Tan Kah Kee

Tan Kah Kee (Chinese陈嘉庚, Pinyin Chén Jiageng; Hokkien: Tân Kah -ki ⁿ; born October 21, 1874 in Jimei, Fujian Province; † August 12, 1961 in Beijing) was a Chinese philanthropist from Fujian Province. He emigrated as a young man to Singapore and came back in 1950 as a big industrialist.

In Singapore he initially worked in the rice trade of his father, later he settled pineapple canned produce. He owned plantations for rubber and could be processed commodity, up to 32,000 people were working for him in 1925. With the emphasis in Southeast Asia he entertained about 150 offices worldwide, it was considered as King of the rubber processing ( King of rubber) and Henry Ford of Southeast Asia.
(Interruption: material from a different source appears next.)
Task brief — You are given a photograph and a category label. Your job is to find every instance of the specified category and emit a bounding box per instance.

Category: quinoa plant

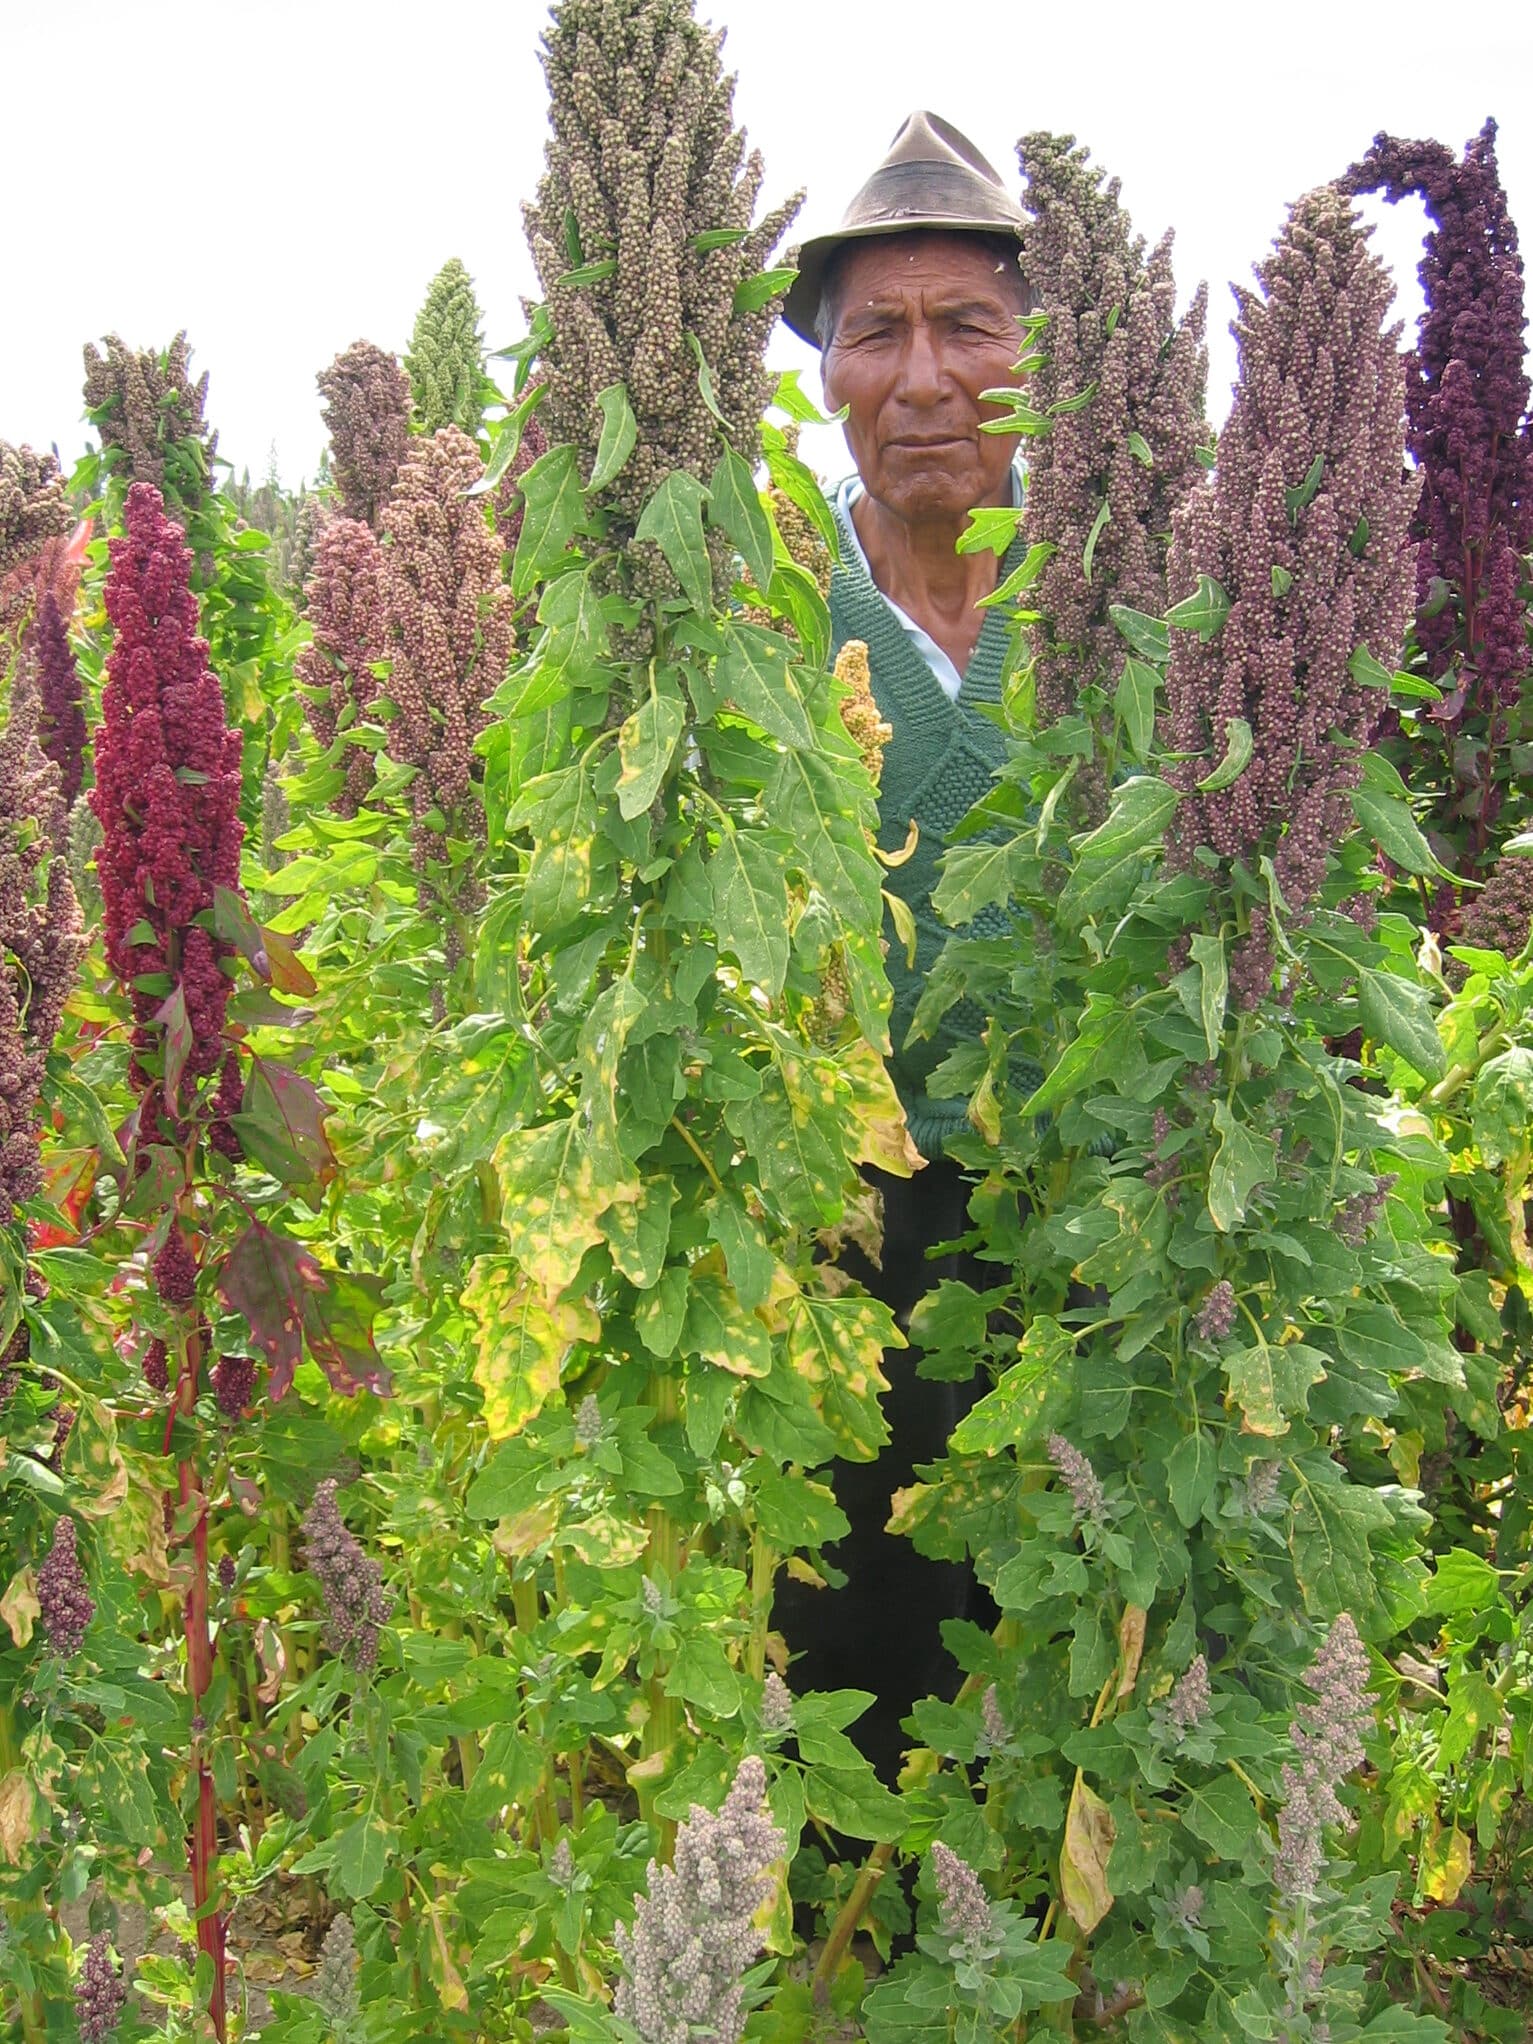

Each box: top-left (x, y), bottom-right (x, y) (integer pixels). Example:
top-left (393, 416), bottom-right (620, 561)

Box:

Over the following years the success of his business has been greatly diminished by the economic crisis. He sat down in Singapore and Malaya for his Chinese compatriots and promoted through the establishment of several schools whose education, also in English. Shortly before the Japanese conquest of Singapore during the Second World War, he fled to Java, where he wrote his memoirs in the subsequent period. When he was able to return after the war to Singapore, he received a congratulatory telegram from Mao.

As a committed patriot to Tan Kah Kee the formation of the youth had committed in his homeland and founded in 1913 in Xiamen Jimei at the first of many schools. Ten years later, he financed the establishment of the Xiamen University. Today ( 2004) there are 88 educational institutions in Jimei. A total of Tan Kah Kee supported 110 schools and training institutions in 20 countries of Southeast Asia.

Tan Kah Kees grave is located in the Turtle Garden, an island near Xiamen, which has the form of a floating turtle. Here he built a Liberation Monument, which commemorates the struggle against Japan and against the Guomindang. On a 28 -meter-high obelisk is an inscription of Mao Zedong: " The standard bearer of the overseas Chinese, the glory of the nation." Tan Kah Kee was buried with a state funeral.

In Singapore, an award for young inventor was named after him. In Singapore's rail network a subway station is named, near several schools to Tan Kah Kee.